I can almost hear some of my kids.


“‘I believe in myself’? If you mean I believe that I can whoop all these n***as here? Then, yeah, sure I believe in myself.”


“Right. Not after failing the last three grades twice.”


“Do my best at what? What does that even mean? What if my best isn’t good enough?”


What does it mean to believe in yourself? One needs a sense of self-worth, self-confidence, trust in yourself and in others. Believing in yourself is not safe. Believing in yourself means you are going to take risks, you gamble that you won’t embarass yourself and hope that others will respect the fact that you tried and gave your best effort.


Believing in yourself relies on that belief being validated from time to time. Some people take this for granted. I know I did. Why shouldn’t I do well in the science fair? I’m smart, I understand my project and the results my experiments generated. I got an A on that research paper? Well of course I did, I always get As.


Would I have believed in myself without this history of success? Would you believe in yourself if you had failed an assignment? A test? A grade? Many of us wouldn’t. Continuing to believe in yourself, take those risks, gamble on yourself and others - it would only open you up to more failure, more ridicule, an increasing sense of worthlessness.

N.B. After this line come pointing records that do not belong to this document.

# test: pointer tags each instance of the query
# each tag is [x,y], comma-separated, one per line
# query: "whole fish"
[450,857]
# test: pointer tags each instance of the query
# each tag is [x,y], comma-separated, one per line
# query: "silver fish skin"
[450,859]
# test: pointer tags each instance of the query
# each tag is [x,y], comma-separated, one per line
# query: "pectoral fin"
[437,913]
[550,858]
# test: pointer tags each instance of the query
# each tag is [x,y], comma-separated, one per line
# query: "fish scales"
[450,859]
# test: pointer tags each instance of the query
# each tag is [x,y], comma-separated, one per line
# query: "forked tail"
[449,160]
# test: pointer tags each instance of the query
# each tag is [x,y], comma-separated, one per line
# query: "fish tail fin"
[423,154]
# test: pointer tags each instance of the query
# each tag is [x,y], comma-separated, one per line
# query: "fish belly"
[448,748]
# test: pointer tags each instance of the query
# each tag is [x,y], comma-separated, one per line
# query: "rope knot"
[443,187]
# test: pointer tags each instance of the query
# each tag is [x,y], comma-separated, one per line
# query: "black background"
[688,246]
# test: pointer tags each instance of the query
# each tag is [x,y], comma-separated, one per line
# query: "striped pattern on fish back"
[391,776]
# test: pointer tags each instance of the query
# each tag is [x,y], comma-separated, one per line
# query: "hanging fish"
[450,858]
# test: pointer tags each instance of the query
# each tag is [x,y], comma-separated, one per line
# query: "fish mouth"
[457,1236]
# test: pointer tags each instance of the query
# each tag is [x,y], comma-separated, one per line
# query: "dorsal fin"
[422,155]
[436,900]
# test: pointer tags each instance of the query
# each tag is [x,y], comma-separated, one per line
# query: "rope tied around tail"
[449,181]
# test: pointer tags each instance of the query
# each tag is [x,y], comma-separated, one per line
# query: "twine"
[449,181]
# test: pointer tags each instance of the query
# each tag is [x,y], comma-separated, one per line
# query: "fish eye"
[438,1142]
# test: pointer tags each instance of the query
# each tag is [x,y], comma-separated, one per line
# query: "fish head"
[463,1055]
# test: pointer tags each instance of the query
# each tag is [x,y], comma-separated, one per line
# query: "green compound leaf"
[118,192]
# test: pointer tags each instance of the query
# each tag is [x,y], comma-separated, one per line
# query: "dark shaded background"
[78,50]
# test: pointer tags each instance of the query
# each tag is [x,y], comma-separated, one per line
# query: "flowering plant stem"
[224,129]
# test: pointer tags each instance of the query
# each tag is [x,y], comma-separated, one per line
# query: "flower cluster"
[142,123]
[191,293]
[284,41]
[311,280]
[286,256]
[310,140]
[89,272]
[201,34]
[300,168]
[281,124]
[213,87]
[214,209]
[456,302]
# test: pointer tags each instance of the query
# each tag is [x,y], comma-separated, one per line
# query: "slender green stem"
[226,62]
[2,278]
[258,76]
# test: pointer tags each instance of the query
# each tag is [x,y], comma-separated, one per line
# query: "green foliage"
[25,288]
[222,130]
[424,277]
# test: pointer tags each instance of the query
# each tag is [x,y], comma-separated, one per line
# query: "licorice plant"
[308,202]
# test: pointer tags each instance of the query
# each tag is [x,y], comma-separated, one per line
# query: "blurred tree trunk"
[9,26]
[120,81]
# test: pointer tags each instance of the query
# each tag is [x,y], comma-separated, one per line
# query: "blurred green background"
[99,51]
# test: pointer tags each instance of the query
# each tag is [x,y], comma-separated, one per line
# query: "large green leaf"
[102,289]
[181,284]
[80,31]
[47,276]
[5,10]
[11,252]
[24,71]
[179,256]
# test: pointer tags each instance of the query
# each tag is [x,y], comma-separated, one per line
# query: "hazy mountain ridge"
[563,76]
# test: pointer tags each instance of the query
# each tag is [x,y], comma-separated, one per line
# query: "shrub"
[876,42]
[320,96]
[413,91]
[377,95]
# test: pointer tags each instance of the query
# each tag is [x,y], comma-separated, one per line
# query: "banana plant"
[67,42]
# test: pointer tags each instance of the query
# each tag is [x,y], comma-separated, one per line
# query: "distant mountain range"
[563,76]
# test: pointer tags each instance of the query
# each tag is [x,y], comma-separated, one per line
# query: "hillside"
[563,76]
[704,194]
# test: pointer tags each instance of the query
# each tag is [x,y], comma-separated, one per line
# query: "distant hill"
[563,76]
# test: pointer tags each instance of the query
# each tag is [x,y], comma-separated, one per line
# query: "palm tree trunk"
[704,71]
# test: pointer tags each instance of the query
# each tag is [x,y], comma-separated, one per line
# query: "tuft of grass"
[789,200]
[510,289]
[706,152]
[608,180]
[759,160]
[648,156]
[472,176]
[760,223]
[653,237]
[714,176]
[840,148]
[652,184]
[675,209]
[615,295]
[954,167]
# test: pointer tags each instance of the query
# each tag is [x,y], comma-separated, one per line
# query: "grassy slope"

This is the understanding of self my students combat each and every day. We demand them to reclaim their belief in themselves, by making them say it. By saying it ourselves, by believing in them, by believing in each other.


And then we push them further. Not only must they believe in themselves, they must take it a step further and believe that they can do something than a half effort. They have to believe they are capable of something called “best.” Not good, not better - best. Each morning in that warehouse-turned-school-building we make them say not only are we able, we are capable - and not only are we capable, we are capable of “best,” of greatness.


But it is absent the pressure of THE. We do not demand THE best. We demand your best. We promised our boys we would meet them where they are and this is a reflection of that promise. This does not mean that we have lowered our standards; we believe in you and expect that one day you will be The Best, but for now we need to see your best and want to watch that grow.

Friday, July 9, 2010

An analysis of the Power Pledge


Each morning, just before becoming a shuffling stampede on their way to class, our Hivesmen recite the Power Pledge. In a series of nine posts, I'm going to try to convey what this set of words - beliefs and promises reforged each weekday - means for my students and what it means for me.

Our Power Pledge

Our. Collective ownership. This word implies that we have something in common. Something shared. But how can that be? This "we," this "our," the collective owner is a disparate group of black and white, north and south, rich and poor, young and old, actually grown and think they grown, bloods and crips and clueless, haves, have-nots, hopeful and a hair away from giving up. But there it is - Our. Our Power Pledge. It is a reinforcement of our common mission each day we enter that building; we're here to learn, to teach, to challenge and grow. It is a reaffirmation of the promise we made the first time we walked in the warehouse doors; to leave the outside, outside and transform ourselves within those walls into Team Hive. Collective, community. Our.

Power. Energy, enfranchisement, empowerment, ability, strength, confidence. Power.

Pledge. A promise to self and comrade. A creed. Shared prayer of beliefs and convictions. Failure and doubt have no meaning here. Promises do carry the possibility of being broken or unmet, but there is unfailing trust in good intentions. The path created by the pledge is there, and we know that each may stumble, but not for lack of trying. And each day is a chance to re-pledge, re-commit and promise to try again.